Musical Avenue : Y a-t-il en France des artistes capables de jouer dans des comédies musicales ?

Olivier Bénézech : Il commence à y avoir de bonnes écoles et, oui, nous avons aussi en France de grands professionnels, parfaitement bilingues. Jerôme Pradon (Buddy), Denis d’Arcangelo (Solange Lafitte) et Nicole Croisille (Carlotta Campion) n’ont pas été auditionnés. Nous les voulions. En France, nous avons des artistes, mais pratiquement pas de producteurs et guère de compositeurs.

Musical Avenue : La comédie musicale vous est familière. Vous avez mis en scène Street Scene, Un violon sur le toit, Grease…  C’était important pour vous d’ajouter Sondheim à votre palmarès ?

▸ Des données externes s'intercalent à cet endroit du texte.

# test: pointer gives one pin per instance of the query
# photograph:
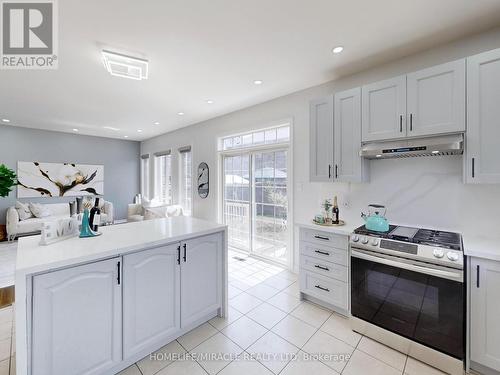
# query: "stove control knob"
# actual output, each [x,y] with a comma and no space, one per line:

Olivier Bénézech : Je suis extrêmement fier et honoré de pouvoir créer une œuvre de Sondheim. On ne trouve ni en France, ni dans le monde, aujourd’hui, un compositeur de cette classe. Et c’est bien là le problème. À Londres, à New York, on voit pas mal de créations, mais ce ne sont souvent que de « revivals ». Là-bas, les spectacles doivent être rentables. Les comédies musicales de Stephen Sondheim n’étant pas rentables, elles sont jouées avec des réductions d’orchestre. La France est le seul pays capable de présenter des œuvres de Sondheim telles qu’elles ont été écrites. En avril, le public parisien pourra voir Sunday in the Park with Georges écrit par Sondheim, cette fois,  pour une petite formation de 11 musiciens. Du coup, c’est l’inverse qui se produit : la version qui sera présentée du 15 au 25 avril prochain a été réorchestrée spécialement pour le Châtelet, pour être jouée par 46 musiciens. Par conséquent, je crois que Sondheim, lui aussi, est très fier et très honoré d’être joué en France.